Berserker8778 wrote:
Scalfin2000 wrote:
It's a referance to something I read where a radio host kept asking about "literary" matters and authors (by that, he meant classical liturature), while the authors being interviewed all concentrated on where public interest was: nonfiction.
Well, the customer is always right. If authors feel they need to appeal to their readers, then that really is their business. The radio-host guy might have gotten the wrong impression... or didn't do his homework before the interview I guess. Though he did have the right idea to ask about theory; I mean most writers will talk about the process of writing at least once in their lives.
No no... the customer is not always right, in fact the customer is usually uneducated and generally apathetic, and willing to believe whatever the advertisments say. If the world says, you will all like nonfiction, the vast majority will, if the world says, you will all like fiction, the vast majority will. Anyone who says the classics aren't good is a fool, if they weren't good, they wouldn't still be around. They speak to something deeper than our throw away garbage novels. There are no new stories, only retellings of the old ones, the art is in the reworking and the weaving in of new ideas. The greatest stories barrow from the themes of the classics, look at Star Wars for example.
That's beisdes the point, and straying off topic. The thread said literary criticism. Yet somehow when you found out it was a comic, that changed something. A comic is a work of literature, as much as literature is a work of art. Look at Sandman.

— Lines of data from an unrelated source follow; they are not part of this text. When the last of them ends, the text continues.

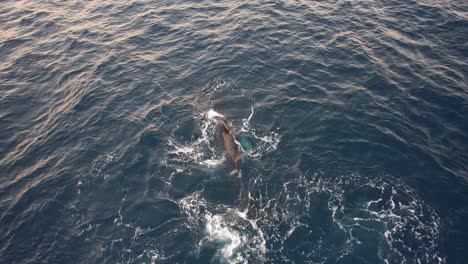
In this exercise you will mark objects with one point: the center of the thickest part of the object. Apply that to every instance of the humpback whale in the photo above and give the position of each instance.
(232, 154)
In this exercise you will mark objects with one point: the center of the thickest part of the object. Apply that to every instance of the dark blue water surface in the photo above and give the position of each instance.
(351, 117)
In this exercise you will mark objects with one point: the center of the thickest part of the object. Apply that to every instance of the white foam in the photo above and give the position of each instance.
(212, 115)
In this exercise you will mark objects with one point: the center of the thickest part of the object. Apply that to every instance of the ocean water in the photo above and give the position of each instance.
(350, 117)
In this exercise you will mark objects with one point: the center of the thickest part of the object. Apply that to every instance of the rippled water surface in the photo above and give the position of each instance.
(350, 118)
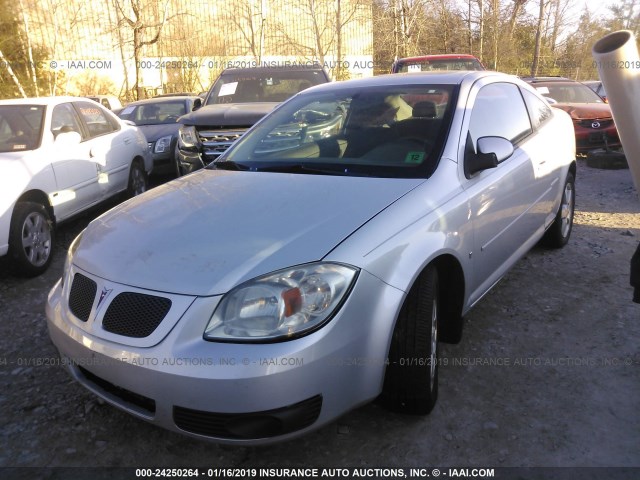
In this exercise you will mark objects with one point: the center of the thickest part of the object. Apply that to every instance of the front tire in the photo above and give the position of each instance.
(31, 239)
(557, 236)
(411, 377)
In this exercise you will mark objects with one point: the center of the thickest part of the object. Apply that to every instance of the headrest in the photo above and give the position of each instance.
(424, 109)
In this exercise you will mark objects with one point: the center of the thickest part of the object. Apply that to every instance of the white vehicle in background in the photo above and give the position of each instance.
(58, 157)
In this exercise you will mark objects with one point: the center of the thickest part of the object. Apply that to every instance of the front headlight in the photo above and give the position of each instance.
(282, 305)
(188, 138)
(162, 145)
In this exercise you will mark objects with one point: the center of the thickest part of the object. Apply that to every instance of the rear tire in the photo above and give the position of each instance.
(138, 181)
(411, 377)
(557, 236)
(31, 239)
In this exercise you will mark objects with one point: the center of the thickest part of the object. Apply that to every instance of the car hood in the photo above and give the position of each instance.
(233, 114)
(205, 233)
(585, 111)
(153, 132)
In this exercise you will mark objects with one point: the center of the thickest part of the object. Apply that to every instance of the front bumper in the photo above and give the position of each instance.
(188, 161)
(591, 138)
(233, 393)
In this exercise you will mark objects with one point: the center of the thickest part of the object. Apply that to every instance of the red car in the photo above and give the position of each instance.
(437, 62)
(592, 120)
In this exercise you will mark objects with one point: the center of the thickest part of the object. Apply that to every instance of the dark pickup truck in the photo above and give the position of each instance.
(237, 100)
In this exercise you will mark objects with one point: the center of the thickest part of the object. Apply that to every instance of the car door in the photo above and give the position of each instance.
(75, 171)
(502, 200)
(109, 147)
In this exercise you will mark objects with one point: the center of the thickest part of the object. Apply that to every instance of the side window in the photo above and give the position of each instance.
(499, 111)
(539, 111)
(96, 120)
(64, 119)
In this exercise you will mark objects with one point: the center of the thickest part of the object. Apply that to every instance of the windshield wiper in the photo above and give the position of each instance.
(228, 165)
(306, 169)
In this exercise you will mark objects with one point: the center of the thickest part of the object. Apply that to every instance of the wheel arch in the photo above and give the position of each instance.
(38, 196)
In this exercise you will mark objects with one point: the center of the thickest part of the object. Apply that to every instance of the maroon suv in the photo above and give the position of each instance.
(592, 120)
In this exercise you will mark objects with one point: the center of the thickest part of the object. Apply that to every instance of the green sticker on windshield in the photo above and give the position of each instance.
(414, 157)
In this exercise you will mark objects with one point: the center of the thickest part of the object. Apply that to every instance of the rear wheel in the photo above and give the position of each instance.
(559, 232)
(30, 239)
(138, 182)
(411, 377)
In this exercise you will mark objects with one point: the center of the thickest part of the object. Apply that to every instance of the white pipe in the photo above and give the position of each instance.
(618, 63)
(616, 57)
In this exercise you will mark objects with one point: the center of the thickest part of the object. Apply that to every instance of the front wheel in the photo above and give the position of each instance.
(411, 377)
(557, 236)
(138, 183)
(31, 239)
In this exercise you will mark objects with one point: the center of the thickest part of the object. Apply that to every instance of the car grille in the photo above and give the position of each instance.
(216, 142)
(264, 424)
(604, 123)
(135, 314)
(81, 296)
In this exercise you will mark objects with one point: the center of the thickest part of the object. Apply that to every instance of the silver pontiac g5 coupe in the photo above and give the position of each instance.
(317, 264)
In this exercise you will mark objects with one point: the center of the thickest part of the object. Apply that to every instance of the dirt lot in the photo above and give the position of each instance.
(547, 374)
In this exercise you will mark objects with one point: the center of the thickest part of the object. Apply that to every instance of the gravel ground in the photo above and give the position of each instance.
(547, 374)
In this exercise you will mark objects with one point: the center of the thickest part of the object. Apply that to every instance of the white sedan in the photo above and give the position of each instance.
(58, 157)
(318, 263)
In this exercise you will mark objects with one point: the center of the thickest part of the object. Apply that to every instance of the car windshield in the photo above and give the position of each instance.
(20, 127)
(156, 113)
(395, 131)
(569, 93)
(444, 64)
(268, 86)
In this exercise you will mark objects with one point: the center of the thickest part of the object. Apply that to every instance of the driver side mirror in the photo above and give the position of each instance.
(491, 151)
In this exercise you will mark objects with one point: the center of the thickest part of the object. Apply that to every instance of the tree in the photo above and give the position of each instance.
(146, 21)
(21, 62)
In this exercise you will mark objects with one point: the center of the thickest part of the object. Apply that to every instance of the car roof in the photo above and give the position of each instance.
(274, 68)
(547, 79)
(171, 99)
(41, 100)
(444, 56)
(449, 77)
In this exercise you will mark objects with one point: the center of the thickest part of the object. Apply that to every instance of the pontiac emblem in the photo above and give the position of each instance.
(104, 294)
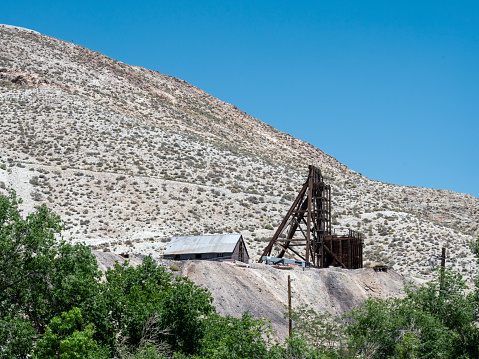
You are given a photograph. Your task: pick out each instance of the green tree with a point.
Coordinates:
(149, 301)
(68, 337)
(432, 321)
(232, 338)
(40, 275)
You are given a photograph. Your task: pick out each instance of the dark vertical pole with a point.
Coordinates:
(443, 267)
(310, 205)
(289, 307)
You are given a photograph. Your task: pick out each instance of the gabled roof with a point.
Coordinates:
(215, 243)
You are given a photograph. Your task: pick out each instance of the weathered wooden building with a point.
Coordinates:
(225, 247)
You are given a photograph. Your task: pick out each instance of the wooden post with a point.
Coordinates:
(310, 206)
(289, 308)
(443, 267)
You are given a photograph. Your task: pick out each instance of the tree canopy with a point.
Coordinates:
(54, 304)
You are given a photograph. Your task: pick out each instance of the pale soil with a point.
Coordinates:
(261, 290)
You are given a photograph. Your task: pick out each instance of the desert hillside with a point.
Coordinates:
(262, 290)
(130, 157)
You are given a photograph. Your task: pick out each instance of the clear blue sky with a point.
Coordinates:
(389, 88)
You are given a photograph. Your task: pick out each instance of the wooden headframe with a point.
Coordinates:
(305, 232)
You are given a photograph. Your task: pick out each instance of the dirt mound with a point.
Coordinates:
(262, 290)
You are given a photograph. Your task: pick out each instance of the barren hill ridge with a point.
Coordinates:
(130, 157)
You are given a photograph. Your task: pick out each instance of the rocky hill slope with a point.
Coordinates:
(130, 157)
(262, 290)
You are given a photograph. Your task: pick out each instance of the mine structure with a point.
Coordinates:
(305, 233)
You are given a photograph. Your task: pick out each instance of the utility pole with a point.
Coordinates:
(289, 307)
(443, 267)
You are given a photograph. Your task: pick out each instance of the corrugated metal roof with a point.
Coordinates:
(215, 243)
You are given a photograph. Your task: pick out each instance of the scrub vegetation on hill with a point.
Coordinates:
(54, 303)
(130, 157)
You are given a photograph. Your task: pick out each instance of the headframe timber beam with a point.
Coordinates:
(307, 227)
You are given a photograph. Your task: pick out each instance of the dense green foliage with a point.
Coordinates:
(55, 304)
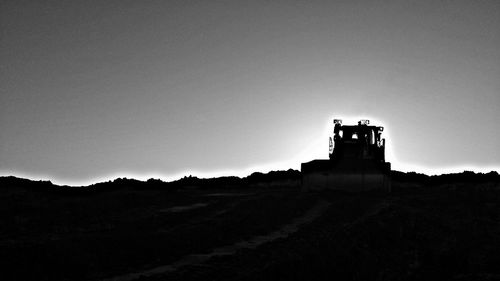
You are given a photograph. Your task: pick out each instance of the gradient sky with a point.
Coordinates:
(95, 89)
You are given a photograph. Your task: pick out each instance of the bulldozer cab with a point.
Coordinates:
(360, 141)
(357, 161)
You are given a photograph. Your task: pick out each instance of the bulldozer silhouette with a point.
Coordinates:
(357, 161)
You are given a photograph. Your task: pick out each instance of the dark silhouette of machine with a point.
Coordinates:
(357, 161)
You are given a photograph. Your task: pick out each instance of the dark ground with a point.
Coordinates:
(444, 231)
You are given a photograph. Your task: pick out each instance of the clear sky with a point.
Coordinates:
(96, 89)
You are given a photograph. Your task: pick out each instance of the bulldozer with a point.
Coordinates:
(356, 161)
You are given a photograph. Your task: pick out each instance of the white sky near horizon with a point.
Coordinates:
(91, 90)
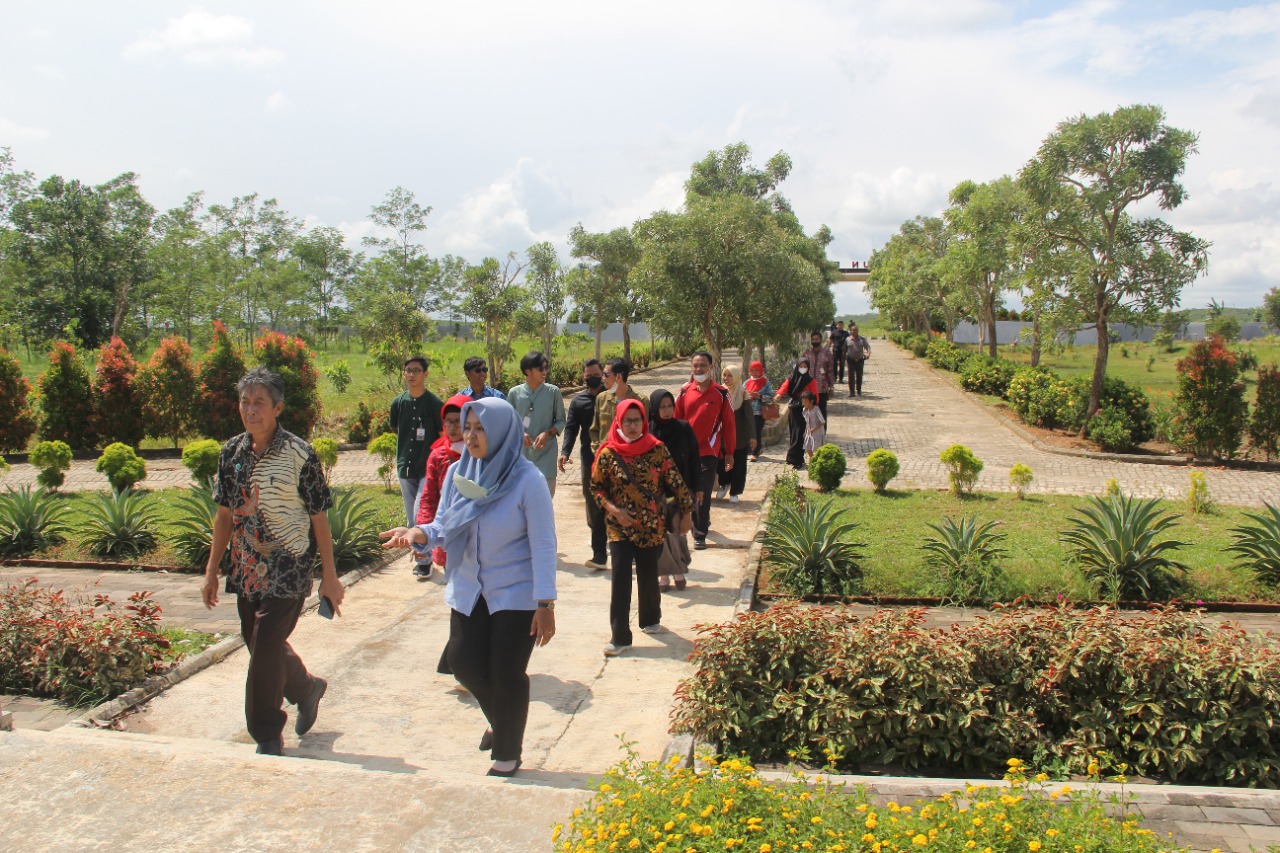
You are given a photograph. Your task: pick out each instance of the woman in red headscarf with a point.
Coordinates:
(631, 480)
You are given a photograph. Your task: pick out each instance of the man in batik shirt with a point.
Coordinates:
(272, 498)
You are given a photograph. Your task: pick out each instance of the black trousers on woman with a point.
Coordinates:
(795, 437)
(489, 655)
(645, 560)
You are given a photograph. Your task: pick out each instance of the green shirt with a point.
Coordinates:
(407, 416)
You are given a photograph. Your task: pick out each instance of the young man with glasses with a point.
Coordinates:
(540, 407)
(416, 419)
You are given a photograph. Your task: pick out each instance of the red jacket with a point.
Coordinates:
(711, 415)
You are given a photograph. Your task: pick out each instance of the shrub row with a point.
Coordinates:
(1165, 693)
(170, 396)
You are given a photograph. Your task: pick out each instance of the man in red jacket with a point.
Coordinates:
(705, 406)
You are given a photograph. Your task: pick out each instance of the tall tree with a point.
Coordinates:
(1082, 183)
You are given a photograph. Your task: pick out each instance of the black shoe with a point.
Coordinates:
(504, 774)
(310, 706)
(272, 747)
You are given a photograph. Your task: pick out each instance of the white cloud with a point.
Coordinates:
(205, 39)
(14, 132)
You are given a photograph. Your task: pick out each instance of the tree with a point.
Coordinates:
(1082, 183)
(493, 297)
(544, 281)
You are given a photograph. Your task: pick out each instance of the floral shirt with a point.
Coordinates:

While it is dificult to critique a piece that is still in motion, the question remains, literary criticism of Two Kinds:
A) The Point
A story must have a point which the plot and characters are wrapped around. A story written for the sake of entertainment only is doomed. The stated point of Two Kinds I believe was racial issues. It's also bleeding into war. Great points, with many, many valuable lessons in them. However, they are hard points, disgusting points, and people generally don't like to look them square in the eye. But the best stories with these points force you to stare at them, bare and brutal. IE Saving Private Ryan. Tom has yet to force us to look at something truelly ugly. Flora was a slave, but her masters weren't all that bad. Eric is a slaver, but he's not cruel. There's a war going on, a WAR, and what is there to show for it? Nothing, as of yet. No price has been paid, by anyone. If the readers are to feel, to connect to the story, we've laughed enough, now make us cry. There must be contrast for a story to be great. One of the characters, whom we know, whom we care about, must pay somekind of price. Be it Trace loosing Flora to his own ambition, like Darth Vader, or some other unforseen calamity. If no price is paid, if no lesson is learned, then the story is worthless.
B) The Audience
Who is Two Kinds written to? The notes above on the point can only be truly carried across if they are in fact hard to face. Personally I believe our children are too sheltered in this day and age, a practice that generally back fires. But that's just me. So, who is it written to?